A novel method of cryopreservation developed by researchers from Imperial College London (London, UK) has been awarded a £25,000 grant from Imperial Innovations (Imperial College London) to allow for further development and commercialization. The novel method uses trehalose instead of dimethyl sulfoxide (DMSO) which will allow for better cryopreservation of mammalian cells used for cell therapy.

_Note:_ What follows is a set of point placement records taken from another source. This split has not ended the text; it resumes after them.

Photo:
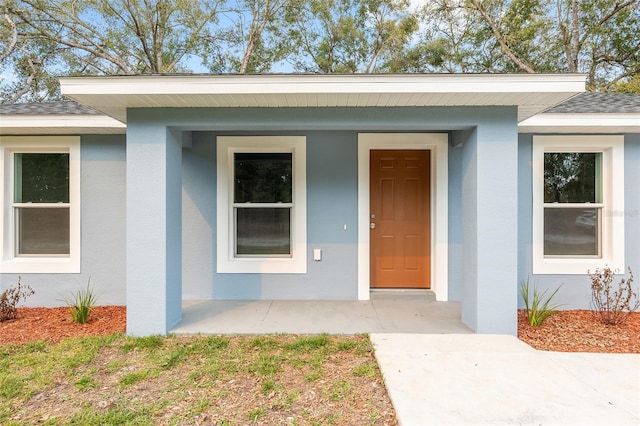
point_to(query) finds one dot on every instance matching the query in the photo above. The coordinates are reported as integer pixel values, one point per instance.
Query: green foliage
(538, 305)
(146, 342)
(612, 307)
(191, 378)
(81, 303)
(10, 298)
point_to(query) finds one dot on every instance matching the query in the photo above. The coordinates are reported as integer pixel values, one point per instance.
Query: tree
(596, 37)
(103, 37)
(254, 38)
(349, 36)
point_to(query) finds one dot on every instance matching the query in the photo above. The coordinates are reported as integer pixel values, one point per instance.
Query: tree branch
(500, 38)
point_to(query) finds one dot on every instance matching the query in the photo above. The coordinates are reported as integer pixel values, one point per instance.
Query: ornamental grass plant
(81, 303)
(538, 305)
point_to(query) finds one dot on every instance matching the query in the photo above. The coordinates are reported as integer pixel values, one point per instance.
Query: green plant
(612, 307)
(10, 298)
(81, 303)
(538, 305)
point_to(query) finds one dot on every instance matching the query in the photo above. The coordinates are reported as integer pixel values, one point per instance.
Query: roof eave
(531, 93)
(21, 124)
(582, 123)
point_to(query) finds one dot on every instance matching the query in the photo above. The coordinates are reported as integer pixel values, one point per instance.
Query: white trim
(94, 121)
(612, 149)
(569, 123)
(226, 261)
(531, 93)
(24, 264)
(438, 144)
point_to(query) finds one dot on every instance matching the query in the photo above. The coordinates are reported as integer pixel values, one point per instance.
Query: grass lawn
(218, 380)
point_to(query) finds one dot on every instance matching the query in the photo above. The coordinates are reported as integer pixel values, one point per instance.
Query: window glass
(42, 231)
(41, 178)
(571, 231)
(262, 177)
(263, 231)
(572, 177)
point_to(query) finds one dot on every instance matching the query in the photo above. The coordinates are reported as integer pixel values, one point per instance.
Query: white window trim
(438, 144)
(226, 261)
(613, 237)
(25, 264)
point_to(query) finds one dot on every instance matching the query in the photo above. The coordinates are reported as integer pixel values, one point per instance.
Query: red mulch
(55, 324)
(580, 331)
(566, 331)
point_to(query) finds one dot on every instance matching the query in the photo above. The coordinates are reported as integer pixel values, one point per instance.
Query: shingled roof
(598, 103)
(48, 108)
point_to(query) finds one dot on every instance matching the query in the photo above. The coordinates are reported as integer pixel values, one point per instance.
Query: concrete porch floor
(386, 312)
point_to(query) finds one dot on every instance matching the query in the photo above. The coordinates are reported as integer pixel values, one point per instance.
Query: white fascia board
(581, 123)
(95, 123)
(531, 93)
(325, 83)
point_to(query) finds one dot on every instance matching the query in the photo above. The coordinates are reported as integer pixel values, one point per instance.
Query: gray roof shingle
(599, 103)
(48, 108)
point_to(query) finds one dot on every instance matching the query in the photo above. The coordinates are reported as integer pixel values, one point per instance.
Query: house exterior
(319, 187)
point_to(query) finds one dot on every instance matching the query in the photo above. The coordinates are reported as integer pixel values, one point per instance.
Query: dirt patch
(580, 331)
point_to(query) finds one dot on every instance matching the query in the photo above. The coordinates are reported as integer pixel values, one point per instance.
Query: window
(40, 205)
(261, 204)
(578, 203)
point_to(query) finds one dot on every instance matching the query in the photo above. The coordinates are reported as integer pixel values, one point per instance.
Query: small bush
(10, 298)
(81, 303)
(539, 306)
(612, 307)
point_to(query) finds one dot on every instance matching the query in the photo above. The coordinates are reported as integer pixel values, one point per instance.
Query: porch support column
(154, 227)
(489, 218)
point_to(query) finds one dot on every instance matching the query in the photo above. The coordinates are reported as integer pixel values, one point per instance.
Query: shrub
(81, 303)
(539, 306)
(10, 298)
(612, 307)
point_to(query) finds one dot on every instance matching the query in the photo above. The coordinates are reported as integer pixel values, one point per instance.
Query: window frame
(227, 260)
(611, 235)
(11, 262)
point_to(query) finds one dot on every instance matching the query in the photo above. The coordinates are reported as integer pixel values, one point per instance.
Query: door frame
(438, 144)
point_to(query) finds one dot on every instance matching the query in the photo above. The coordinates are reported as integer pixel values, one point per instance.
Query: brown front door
(400, 219)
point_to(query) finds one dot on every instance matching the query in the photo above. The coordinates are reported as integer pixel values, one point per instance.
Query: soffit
(23, 124)
(531, 93)
(581, 123)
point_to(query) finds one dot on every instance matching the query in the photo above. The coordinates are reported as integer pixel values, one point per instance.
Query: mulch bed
(566, 331)
(580, 331)
(55, 324)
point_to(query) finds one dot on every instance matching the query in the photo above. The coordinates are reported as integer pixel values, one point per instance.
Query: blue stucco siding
(331, 204)
(575, 292)
(476, 190)
(102, 186)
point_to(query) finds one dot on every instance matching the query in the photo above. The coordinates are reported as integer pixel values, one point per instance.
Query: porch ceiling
(531, 93)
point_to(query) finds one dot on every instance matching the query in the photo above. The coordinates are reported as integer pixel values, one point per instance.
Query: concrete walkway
(437, 371)
(403, 313)
(499, 380)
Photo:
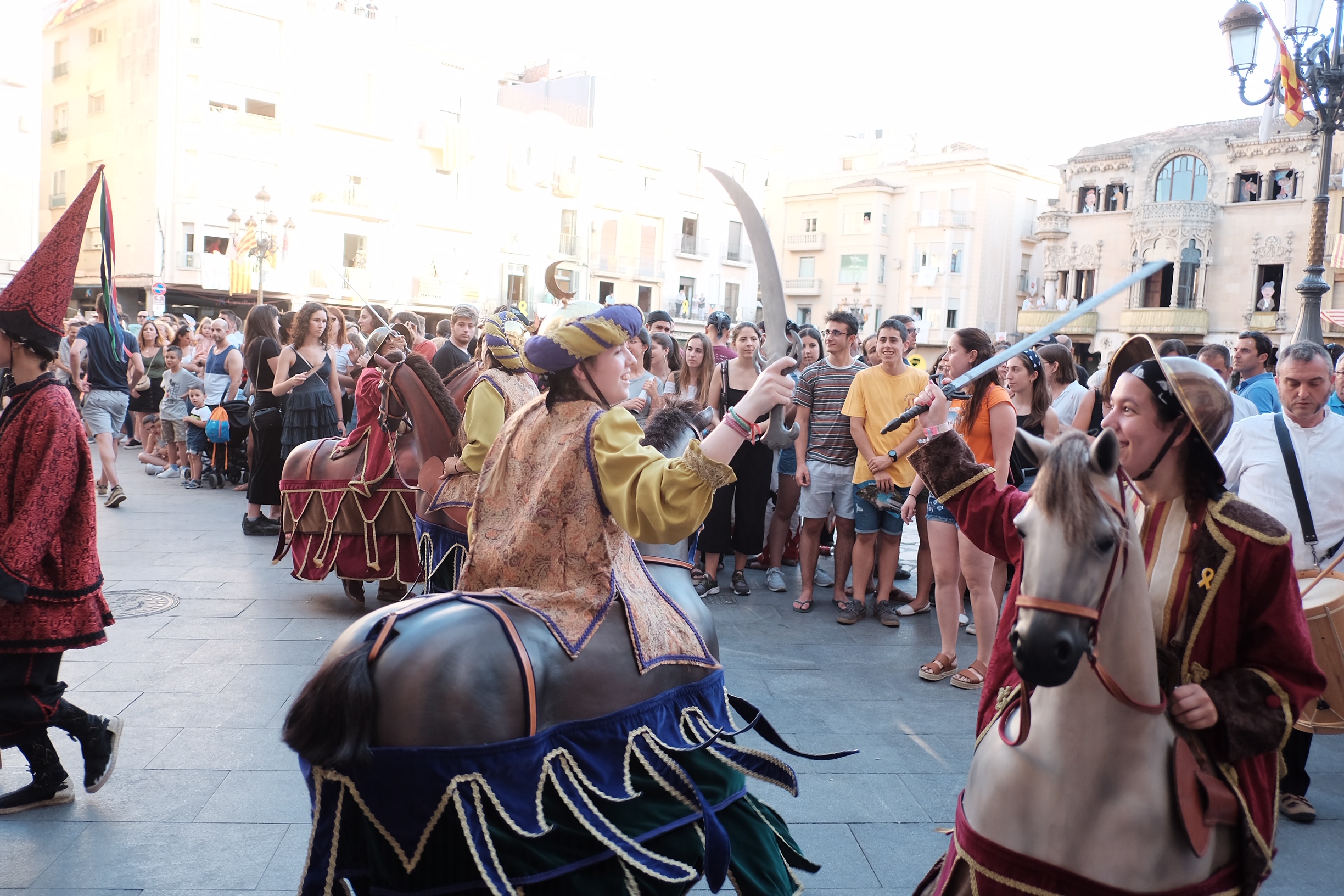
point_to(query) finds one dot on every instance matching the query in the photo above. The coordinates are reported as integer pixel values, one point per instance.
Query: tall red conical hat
(32, 307)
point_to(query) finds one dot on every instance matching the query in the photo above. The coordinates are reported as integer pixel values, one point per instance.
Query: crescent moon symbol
(551, 287)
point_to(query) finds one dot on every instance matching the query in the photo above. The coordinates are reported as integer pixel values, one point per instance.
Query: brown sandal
(964, 680)
(938, 668)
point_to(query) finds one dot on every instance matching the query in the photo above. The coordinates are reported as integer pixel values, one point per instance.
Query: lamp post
(265, 241)
(1320, 74)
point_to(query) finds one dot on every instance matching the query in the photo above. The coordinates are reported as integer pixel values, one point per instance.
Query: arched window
(1182, 179)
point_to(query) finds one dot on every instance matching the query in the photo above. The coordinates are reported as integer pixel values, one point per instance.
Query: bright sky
(1037, 80)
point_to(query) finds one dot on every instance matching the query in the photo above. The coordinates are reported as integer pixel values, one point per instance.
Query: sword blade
(1055, 326)
(1022, 346)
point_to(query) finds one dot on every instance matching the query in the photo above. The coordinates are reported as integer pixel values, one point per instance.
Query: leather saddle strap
(1028, 602)
(667, 562)
(524, 662)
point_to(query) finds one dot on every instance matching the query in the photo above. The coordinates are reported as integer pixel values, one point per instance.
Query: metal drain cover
(719, 598)
(140, 602)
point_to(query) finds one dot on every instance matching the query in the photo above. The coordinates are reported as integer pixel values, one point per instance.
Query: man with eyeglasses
(827, 455)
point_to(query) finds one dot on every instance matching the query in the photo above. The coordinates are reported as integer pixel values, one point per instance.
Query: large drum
(1324, 611)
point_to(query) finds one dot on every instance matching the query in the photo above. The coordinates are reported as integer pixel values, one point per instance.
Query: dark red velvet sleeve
(1272, 644)
(985, 516)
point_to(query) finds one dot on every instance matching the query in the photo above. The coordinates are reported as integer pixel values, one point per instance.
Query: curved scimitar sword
(772, 299)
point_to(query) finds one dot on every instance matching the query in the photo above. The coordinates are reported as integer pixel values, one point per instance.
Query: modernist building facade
(1228, 210)
(945, 237)
(415, 176)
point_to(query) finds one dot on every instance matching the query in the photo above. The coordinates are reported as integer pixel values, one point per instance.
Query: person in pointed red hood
(50, 578)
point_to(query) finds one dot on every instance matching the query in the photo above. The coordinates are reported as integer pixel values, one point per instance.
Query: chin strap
(597, 393)
(1167, 446)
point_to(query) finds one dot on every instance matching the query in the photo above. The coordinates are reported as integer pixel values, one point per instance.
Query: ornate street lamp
(1321, 79)
(268, 241)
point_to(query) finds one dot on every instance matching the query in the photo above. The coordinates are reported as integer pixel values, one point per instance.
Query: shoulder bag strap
(1295, 481)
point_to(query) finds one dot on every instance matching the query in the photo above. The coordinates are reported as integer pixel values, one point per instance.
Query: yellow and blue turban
(565, 346)
(505, 334)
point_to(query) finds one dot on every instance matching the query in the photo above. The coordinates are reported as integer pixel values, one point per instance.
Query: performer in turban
(50, 576)
(497, 393)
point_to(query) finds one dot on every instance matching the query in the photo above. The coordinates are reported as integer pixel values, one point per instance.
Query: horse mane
(434, 386)
(1065, 491)
(667, 426)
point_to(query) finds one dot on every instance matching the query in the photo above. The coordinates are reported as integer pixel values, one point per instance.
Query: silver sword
(1022, 346)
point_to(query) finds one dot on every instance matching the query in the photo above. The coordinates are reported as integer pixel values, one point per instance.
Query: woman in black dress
(261, 354)
(307, 372)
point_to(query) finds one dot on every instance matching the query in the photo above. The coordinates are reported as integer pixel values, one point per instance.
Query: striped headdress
(568, 344)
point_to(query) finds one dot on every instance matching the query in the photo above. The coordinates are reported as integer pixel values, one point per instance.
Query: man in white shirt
(1256, 465)
(1221, 359)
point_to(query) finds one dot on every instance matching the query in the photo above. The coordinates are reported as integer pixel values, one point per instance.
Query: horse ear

Current techniques used for cryopreservation require large amounts of DMSO, which is a toxic preservation agent and can damage cellular function. Cryopreservation is an important step in delivering cell therapies, regenerative medicine and other advanced therapies so there is a need to develop a non-toxic alternative.
The novel technique developed at Imperial College London uses trehalose as an alternative to DMSO. Trehalose is a hydrophilic disaccharide of glucose accumulated in a wide variety of organisms that can tolerate extreme freezing or drying and is non-toxic to cells.
A range of techniques have been investigated for delivering trehalose into live cells for biopreservation. These techniques have either not been able to deliver sufficient trehalose for cell preservation or have had issues with scalability or the use of hazardous materials.
The novel technique developed at Imperial College London allows for the efficient and scalable intracellular trehalose delivery without causing cell damage through the use of novel biocompatible and biodegradable biopolymers.
The grant will be used to demonstrate its generalizability for DMSO-free cryopreservation of a wide range of mammalian cells, and enable its future commercialization in the areas of cell therapy and biopharmaceutical development. More effective techniques for cryopreservation are crucial for developing commercially viable cell therapies and increasing patient access.